Scrivo per frustrazione e scrivo qui perchè sono certo, che qui, qualcuno che capisce tanto così di musica e si rende conto che il mercato dei dischi è in caduta libera, lo trovo.
Il programma è una figata di per se, sicuramente meglio di Sanremo o di Top of the pop e di tanti altri. Di fatto ci sono dei ragazzi (alcuni veramente bravi), che si sfidano a duello armati del proprio talento e “alla fine ne resterà solo uno”. Nella trasmissione si sente musica e si vede gente che balla, quindi, sforzandomi di accantonare i miei gusti in fatto di musica e più in generale di spettacolo, per non pagare il rischio di un inevitabile conato di vomito, mi accingo ad analizzare il programma il più oggettivamente possibile, e devo dire che il prodotto offerto dai signori di Cologno Monzese è di tutto rispetto: una produzione con le palle, tutto live (tranne ospiti big, rigorosamente in playback), palco, spalti, luci, fischioni e fuochi d'artificio. Unica pecca (non da poco) le finte critiche alla “uomini e donne” da parte di signore attempate tra il pubblico (manco fossero talent scout navigate), d'altra parte il programma è della De Filippi. Naturalmente anche tutte le polemiche tra insegnanti e insegnanti e insegnanti e alunni sono una pagliacciata e spesso quello che fa incazzare è l'atteggiamento di ragazzetti di 20 anni che rispondono a tono a professionisti, nel settore da 30 anni, manco fossero i loro compagni di merenda. Cazzo mi dico: “è una scuola, sei li per imparare, ascolta e fai silenzio, oltretutto sei anche in televisio...“... già, sei in televisione, quella non è una semplice scuola d'arte....

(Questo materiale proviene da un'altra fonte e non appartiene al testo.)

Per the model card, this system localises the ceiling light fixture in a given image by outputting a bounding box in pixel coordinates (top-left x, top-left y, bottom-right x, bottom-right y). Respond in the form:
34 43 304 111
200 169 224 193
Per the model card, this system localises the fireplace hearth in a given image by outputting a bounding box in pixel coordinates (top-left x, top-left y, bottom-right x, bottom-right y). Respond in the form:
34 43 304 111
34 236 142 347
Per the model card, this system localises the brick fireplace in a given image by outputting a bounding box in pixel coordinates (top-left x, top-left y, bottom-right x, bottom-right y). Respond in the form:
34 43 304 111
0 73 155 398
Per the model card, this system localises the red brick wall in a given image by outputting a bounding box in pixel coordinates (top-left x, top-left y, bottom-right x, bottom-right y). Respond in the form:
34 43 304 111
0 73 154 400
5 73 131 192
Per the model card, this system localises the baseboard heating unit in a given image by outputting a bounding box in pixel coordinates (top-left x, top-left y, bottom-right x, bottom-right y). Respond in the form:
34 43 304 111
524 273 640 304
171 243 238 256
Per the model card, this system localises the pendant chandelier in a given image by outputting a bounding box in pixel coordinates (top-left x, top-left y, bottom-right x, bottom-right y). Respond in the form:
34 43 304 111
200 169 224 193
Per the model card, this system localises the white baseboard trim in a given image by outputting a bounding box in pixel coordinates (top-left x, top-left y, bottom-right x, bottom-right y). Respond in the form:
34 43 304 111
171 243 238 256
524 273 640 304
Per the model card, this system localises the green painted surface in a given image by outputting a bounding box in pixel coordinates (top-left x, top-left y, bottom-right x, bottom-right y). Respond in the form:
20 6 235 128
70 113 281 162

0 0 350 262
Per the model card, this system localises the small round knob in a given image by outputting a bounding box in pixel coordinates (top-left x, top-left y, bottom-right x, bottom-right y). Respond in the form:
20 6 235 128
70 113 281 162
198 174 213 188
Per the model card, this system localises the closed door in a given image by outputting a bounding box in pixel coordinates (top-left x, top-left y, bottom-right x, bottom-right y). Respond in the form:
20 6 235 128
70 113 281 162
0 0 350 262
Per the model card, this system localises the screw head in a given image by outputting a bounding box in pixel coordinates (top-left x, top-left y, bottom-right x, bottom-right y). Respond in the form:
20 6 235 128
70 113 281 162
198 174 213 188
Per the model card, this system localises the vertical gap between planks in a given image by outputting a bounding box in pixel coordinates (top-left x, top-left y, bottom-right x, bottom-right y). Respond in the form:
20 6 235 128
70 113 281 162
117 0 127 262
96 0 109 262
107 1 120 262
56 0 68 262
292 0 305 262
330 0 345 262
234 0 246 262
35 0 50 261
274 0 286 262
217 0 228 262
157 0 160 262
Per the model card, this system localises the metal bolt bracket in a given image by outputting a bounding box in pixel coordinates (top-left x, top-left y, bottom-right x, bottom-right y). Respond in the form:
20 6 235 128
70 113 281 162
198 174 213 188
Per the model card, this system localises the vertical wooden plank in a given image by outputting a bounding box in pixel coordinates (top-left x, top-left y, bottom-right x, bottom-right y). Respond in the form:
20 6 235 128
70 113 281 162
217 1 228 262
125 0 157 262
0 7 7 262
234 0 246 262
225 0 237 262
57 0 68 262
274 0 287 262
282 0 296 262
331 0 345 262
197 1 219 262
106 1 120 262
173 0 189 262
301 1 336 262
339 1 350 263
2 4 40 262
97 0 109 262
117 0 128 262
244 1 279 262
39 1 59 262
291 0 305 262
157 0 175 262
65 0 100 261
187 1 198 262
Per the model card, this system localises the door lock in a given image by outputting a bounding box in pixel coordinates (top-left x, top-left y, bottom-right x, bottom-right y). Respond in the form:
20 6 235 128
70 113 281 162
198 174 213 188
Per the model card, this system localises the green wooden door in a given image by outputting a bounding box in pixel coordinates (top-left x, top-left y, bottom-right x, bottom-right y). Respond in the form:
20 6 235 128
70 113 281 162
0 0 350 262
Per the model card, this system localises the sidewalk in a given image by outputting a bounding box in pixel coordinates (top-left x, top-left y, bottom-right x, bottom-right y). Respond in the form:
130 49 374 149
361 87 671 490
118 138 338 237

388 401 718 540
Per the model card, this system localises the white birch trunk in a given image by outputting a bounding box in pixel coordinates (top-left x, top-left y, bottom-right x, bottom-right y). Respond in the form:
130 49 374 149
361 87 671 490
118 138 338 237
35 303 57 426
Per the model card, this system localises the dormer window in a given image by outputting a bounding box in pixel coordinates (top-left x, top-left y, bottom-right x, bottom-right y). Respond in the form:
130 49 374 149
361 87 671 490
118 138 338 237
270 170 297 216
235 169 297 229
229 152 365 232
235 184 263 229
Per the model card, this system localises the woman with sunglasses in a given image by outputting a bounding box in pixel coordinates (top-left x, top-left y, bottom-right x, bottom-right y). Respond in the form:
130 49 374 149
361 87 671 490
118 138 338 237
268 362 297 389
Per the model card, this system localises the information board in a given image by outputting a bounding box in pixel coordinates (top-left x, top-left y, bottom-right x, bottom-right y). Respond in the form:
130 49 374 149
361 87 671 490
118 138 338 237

Per analizzare il “fenomeno” Amici nella sua interezza, bisogna però, a pare mio, partire da ciò che reputo una certezza (l'affermazione è dettata dall'esperienza accumulata nell'esercizio della mia professione: il pubblicitario): tutto ciò che passa in televisione (sopratutto a Mediaset) è ovviamente pilotato per attirare i soldi delle aziende attraverso gli spazi pubblicitario messi a disposizione; quindi più il programma ottiene ascolti, più il prodotto pubblicizzato dall'azienda in questione verrà visto e quindi, più lo spazio costerà. E fin qui nulla di nuovo, è il meccanismo, della tv commerciale.
Solo che il programma Amici (così come x-Factor per citarne un altro), ha come scopo la produzione artistica, attraverso una major, di uno o più artisti del programma stesso. Quindi, inevitabilmente, nel meccanismo commerciale, viene introdotto un nuovo interlocutore: la casa discografica, che, per essere lì (proprio fisicamente) ha evidentemente un'interesse.
E qui mi rendo conto della perversa truffa nei confronti di noi tutti amanti della musica tutta e, in fondo, anche di quei 10 poveri pirla che partecipano al programmi (solo che per loro provo pena, per noi tutti, rabbia)
Se ci pensate è semplice... Quali sono per una major i costi e i rischi maggiori nel produrre un artista, nel sostenerlo e nel tentare di guadagnarci qualcosa? Ovvio che sono la promozione e il lancio. Un'artista, quando viene fiondato sul mercato è pressochè sconosciuto, quindi il lavoro sulla sua immagine, la pubblicità, le comparsate in tv, le firme, la finta beneficenza ecc... è la parte più onerosa e rischiosa per la casa.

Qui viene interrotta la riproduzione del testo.